The AI model performed as well as or better than existing state-of-the-art models, as per the researchers. (File photo)
For years, doctors have relied on symptoms, check-ups, and medical history to assess a patient’s risk to disease. But what if the body’s signals during a single night’s sleep could provide those insights instead?
Researchers from Stanford Medicine in the United States have developed a new artificial intelligence (AI) model that is capable of predicting a person’s risk of developing more than 100 health conditions based on physiological recordings from just one night’s sleep.
The foundational AI model known as SleepFM has been trained on nearly 6,00,000 hours of sleep data collected from 65,000 participants. The dataset brings together a wide range of sleep signals, including brain activity, heart activity, respiratory signals, leg movements, eye movements, and other physiological data captured overnight from the participants using various sensors, according to Stanford Medicine’s blog post on January 6.
While using AI-powered tools to predict diseases is not entirely new, SleepFM appears to be one of the first AI models that analyses sleep data to achieve similar outcomes.
“From an AI perspective, sleep is relatively understudied. There’s a lot of other AI work that’s looking at pathology or cardiology, but relatively little looking at sleep, despite sleep being such an important part of life,” Dr James Zou, associate professor of biomedical data science and one of the co-authors of the study, was quoted as saying.
“We record an amazing number of signals when we study sleep.

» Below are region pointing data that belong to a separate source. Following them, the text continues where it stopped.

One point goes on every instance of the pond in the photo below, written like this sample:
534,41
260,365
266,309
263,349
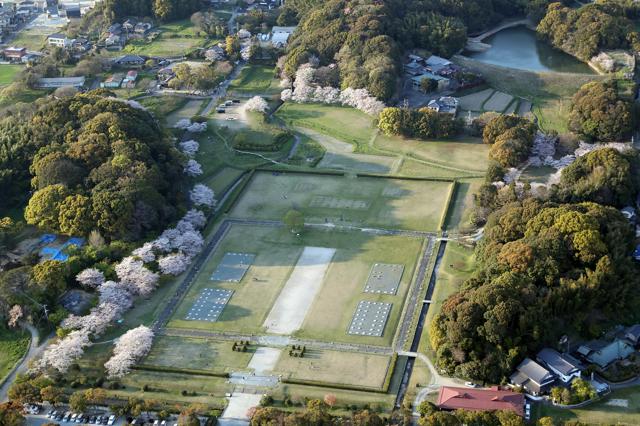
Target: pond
519,48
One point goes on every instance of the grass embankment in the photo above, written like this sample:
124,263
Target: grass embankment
256,80
175,39
13,346
549,92
457,265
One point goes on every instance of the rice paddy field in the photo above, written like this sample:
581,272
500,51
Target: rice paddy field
360,201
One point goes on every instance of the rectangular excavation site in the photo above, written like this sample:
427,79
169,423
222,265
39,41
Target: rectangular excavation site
209,305
295,299
370,318
232,267
384,278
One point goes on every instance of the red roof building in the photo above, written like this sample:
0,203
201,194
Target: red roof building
452,398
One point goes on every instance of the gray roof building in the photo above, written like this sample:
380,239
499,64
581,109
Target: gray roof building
532,377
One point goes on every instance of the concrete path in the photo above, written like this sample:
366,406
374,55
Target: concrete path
35,350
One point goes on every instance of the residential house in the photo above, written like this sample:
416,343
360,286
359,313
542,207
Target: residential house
115,29
129,25
114,42
215,53
112,82
445,104
243,34
129,81
629,213
443,82
562,365
59,40
413,68
532,377
603,353
280,36
54,83
130,61
142,29
14,54
455,398
633,334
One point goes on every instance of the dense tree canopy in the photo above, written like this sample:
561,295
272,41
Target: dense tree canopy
544,269
604,176
599,114
97,163
366,38
584,31
423,123
510,137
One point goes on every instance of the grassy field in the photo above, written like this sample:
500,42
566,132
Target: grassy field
176,38
196,354
386,203
13,345
346,124
457,265
346,368
188,110
600,413
163,106
463,156
550,92
277,251
257,80
8,74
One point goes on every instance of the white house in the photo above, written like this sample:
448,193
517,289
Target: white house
59,40
280,36
564,366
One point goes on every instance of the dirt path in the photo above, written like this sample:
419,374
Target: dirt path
35,350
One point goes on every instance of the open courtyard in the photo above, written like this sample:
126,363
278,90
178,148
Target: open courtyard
329,305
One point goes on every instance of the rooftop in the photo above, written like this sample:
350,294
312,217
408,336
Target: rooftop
453,398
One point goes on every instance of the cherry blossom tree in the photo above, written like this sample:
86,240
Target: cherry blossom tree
128,349
91,278
202,195
132,272
116,294
195,217
173,264
190,147
96,322
257,103
15,314
193,168
62,354
145,252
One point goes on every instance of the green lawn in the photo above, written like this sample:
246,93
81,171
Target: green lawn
385,203
256,79
346,124
277,252
459,157
8,73
176,38
163,106
13,345
600,413
196,354
188,110
550,92
458,263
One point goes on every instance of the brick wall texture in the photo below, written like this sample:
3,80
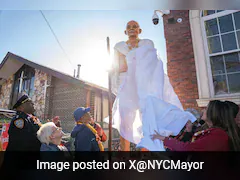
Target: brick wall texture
180,58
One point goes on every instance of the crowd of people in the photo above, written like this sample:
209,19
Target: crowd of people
216,130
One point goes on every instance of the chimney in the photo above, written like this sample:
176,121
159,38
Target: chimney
78,72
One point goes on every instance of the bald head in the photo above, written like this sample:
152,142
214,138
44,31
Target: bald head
133,29
132,22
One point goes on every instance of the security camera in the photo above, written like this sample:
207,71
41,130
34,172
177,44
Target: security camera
155,19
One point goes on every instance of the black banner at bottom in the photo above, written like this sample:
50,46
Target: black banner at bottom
119,165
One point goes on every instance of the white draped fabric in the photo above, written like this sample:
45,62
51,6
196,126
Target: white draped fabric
145,99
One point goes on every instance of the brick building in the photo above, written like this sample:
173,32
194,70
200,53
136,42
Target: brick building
53,93
203,55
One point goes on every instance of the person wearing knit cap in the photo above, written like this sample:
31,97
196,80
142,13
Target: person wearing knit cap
86,137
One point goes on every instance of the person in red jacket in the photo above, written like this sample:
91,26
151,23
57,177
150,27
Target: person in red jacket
222,134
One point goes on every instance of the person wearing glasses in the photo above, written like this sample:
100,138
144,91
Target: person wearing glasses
24,126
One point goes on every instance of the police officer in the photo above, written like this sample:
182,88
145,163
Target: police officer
23,127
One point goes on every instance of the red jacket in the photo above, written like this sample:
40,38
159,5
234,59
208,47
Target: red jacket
213,139
98,128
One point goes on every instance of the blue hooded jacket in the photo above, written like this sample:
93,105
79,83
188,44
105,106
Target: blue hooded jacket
85,140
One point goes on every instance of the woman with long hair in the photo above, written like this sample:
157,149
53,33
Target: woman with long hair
222,134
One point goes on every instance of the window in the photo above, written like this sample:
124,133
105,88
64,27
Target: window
24,82
221,30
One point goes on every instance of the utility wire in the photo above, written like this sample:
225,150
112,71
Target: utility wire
56,38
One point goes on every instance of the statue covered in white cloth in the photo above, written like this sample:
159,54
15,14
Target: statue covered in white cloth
145,100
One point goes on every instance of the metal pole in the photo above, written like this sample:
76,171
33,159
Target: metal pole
109,102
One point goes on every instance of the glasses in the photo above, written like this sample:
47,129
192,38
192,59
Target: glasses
132,27
57,129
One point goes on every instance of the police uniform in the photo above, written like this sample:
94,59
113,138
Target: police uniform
23,130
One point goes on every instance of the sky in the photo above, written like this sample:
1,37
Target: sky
82,35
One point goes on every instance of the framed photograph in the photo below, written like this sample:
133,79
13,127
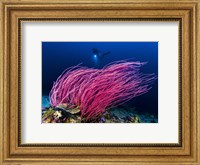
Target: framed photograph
99,82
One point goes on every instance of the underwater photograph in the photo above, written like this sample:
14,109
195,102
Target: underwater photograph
99,82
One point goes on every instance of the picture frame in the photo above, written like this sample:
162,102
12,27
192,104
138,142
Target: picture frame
13,13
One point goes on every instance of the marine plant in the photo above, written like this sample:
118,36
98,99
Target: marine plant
94,91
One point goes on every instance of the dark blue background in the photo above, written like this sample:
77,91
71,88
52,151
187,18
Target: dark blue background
57,56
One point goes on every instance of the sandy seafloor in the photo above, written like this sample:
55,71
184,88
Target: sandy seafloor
120,114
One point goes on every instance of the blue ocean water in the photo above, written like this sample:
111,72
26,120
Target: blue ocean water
57,56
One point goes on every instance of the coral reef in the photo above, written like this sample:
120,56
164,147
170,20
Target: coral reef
92,92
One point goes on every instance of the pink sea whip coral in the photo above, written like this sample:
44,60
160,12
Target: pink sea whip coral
96,90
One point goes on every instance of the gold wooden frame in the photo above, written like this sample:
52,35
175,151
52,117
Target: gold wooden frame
14,11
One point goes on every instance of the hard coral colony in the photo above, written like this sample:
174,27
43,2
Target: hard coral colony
94,91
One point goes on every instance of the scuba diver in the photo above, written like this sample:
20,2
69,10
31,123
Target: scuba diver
98,54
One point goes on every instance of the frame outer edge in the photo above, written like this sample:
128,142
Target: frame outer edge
1,83
198,80
197,75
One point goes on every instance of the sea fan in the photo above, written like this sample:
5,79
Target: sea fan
96,90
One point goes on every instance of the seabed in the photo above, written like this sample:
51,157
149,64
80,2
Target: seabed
121,114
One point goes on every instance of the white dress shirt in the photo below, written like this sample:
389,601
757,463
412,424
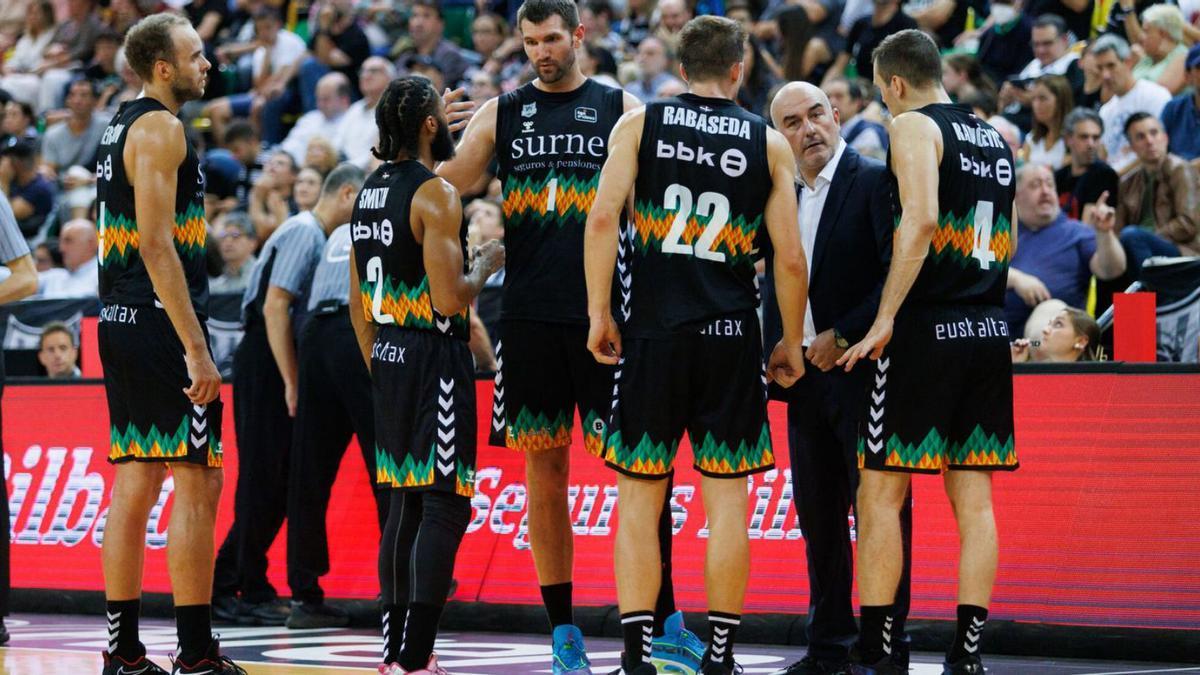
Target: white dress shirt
811,204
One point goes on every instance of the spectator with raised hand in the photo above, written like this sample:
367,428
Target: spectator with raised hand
1114,60
270,201
1056,256
1072,335
1051,55
1006,43
426,37
1162,40
1050,103
30,193
336,45
653,69
1086,178
237,242
849,97
58,351
325,121
1158,210
75,142
1181,117
79,275
18,72
275,59
358,133
865,35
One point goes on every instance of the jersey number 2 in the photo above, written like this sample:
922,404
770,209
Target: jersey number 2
375,275
712,204
982,251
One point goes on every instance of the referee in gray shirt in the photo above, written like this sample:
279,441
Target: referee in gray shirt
22,282
335,404
265,389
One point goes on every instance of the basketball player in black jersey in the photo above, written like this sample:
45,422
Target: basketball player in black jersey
409,300
550,139
942,309
709,179
161,382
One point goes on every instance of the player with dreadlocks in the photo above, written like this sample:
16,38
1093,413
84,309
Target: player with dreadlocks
409,303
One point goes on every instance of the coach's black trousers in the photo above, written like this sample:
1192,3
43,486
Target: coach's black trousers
823,416
335,402
264,442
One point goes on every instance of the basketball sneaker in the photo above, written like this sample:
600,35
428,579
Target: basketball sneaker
678,650
570,655
141,665
211,664
970,664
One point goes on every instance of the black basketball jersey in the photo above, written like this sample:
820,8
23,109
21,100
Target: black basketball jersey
550,148
703,180
391,267
124,279
969,257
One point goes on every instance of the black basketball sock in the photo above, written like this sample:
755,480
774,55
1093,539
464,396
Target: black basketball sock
665,604
420,632
557,598
723,632
966,633
875,637
193,623
123,629
637,628
393,631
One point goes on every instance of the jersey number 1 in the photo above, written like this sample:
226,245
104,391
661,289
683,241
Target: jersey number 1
375,275
712,204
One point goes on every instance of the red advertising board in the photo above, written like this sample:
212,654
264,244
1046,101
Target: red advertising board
1099,526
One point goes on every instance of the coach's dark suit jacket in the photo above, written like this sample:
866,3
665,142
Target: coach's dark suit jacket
847,268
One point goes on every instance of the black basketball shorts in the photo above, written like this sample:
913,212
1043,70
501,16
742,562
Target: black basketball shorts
942,394
150,418
709,382
424,388
545,374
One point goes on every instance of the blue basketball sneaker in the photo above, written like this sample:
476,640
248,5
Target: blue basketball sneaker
678,650
570,655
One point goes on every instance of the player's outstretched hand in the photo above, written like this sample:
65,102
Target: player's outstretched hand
204,377
604,340
490,256
871,346
459,112
786,364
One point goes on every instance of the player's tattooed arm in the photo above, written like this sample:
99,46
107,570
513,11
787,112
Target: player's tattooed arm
603,230
786,363
436,220
474,151
916,155
154,150
364,330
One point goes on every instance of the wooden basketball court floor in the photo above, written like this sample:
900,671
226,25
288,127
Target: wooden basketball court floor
71,645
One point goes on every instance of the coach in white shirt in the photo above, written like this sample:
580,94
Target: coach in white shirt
845,221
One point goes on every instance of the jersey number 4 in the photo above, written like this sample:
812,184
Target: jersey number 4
712,204
982,251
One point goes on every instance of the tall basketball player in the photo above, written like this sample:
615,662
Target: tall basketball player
550,141
707,178
409,306
943,303
161,382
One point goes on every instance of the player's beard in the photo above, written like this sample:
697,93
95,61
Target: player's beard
561,69
443,143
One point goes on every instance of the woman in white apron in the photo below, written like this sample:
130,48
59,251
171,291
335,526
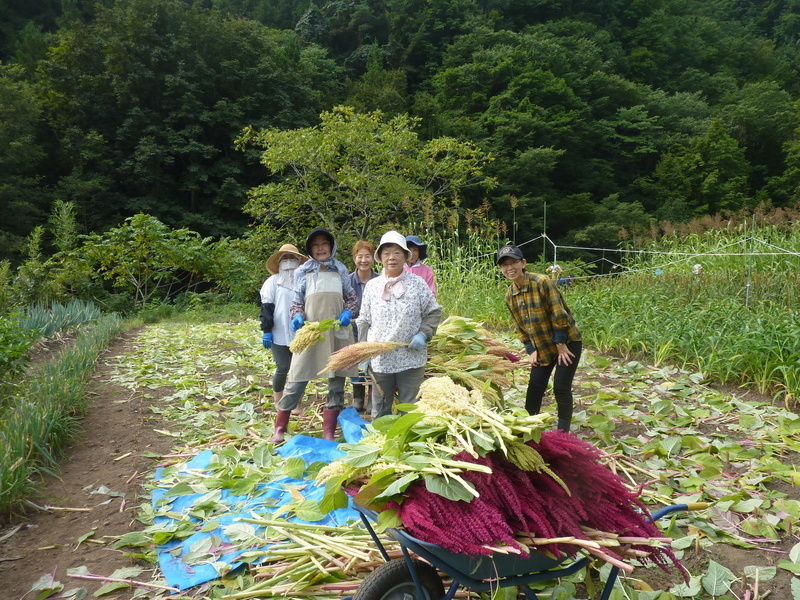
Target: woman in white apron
277,295
322,291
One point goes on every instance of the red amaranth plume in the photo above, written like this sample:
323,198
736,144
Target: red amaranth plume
512,500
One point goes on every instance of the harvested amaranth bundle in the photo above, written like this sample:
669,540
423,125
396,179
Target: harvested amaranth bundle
518,510
311,333
355,354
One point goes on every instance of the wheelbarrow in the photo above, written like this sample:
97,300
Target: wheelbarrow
410,578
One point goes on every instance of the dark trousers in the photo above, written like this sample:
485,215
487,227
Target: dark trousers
562,384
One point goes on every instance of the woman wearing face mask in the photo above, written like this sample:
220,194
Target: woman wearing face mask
363,260
276,302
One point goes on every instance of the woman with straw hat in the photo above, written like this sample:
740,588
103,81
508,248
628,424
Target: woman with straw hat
277,294
398,306
322,291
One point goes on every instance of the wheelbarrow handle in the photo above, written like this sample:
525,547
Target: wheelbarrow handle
679,508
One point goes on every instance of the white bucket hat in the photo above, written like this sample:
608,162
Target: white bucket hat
392,237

It’s a kind of general physiology that we study for eight hours in a subject who’s completely captive. It’s very data rich,” said Dr Emmanuel Mignot, another co-author of the study that is titled ‘A multimodal sleep foundation model for disease prediction’ and published in Nature Medicine.
The Stanford Medicine researchers’ findings come at a time when AI companies are increasingly pushing into healthcare by rolling out specialised tools and services. In the past few days, OpenAI launched ‘ChatGPT for Health’ and Anthropic announced a similar offering called ‘Claude for Healthcare’. However, the growing number of AI-powered healthcare tools has sparked privacy concerns while also highlighting the risk of ‘hallucinations’ which could lead to inaccurate or misleading medical information.
In order to collect sleep data to train the AI model, the Stanford Medicine researchers said that they relied on a large cohort of 35,000 patients ranging in age from two to 96 years. These patients had had their polysomnography data recorded at Stanford’s sleep clinic between 1999 and 2024.
Around 5,85,000 hours of polysomnography data was collected and paired with the patient’s electronic health records. The sleep data was then split into five-second increments, analogous to words that large language models (LLMs) use to train on.
Overview of SleepFM framework. (Image: Nature Medicine)
After training the AI model, researchers further fine-tuned it to carry out different tasks.
In their testing, the researchers assessed the performance of SleepFM based on standard sleep analysis tasks such as classifying different stages of sleep and diagnosing the severity of sleep apnea.
Next, SleepFM was used to achieve the more ambitious goal of predicting future disease risk from sleep data. Upon analysing more than 1,000 types of diseases based on the participants’ health records and sleep data, SleepFM was found to be capable of predicting 130 diseases with reasonable accuracy.
For predicting diseases such as various types of cancers, pregnancy complications, circulatory conditions, and mental disorders, SleepFM obtained an average C-index higher than 0.8. Simply put, the concordance index (C-index) is used to measure an AI model’s ability to predict which of any two individuals in a group will experience an event first.
C-indices higher than 0.8 is significant since AI models with scores of around 0.7 have also proven useful in clinical settings, as per the researchers. SleepFM scored C-index 0.89 for predicting Parkinson’s disease, along with dementia (0.85), hypertensive heart disease (0.84), heart attack (0.81), prostate cancer (0.89), breast cancer (0.87), and death (0.84).
Moving forward, the researchers said that they are looking to improve the accuracy of SleepFM’s predictions by adding data from wearables to the training dataset.
More research is also needed to understand exactly what the model is interpreting. “It doesn’t explain that to us in English. But we have developed different interpretation techniques to figure out what the model is looking at when it’s making a specific disease prediction,” Zou said.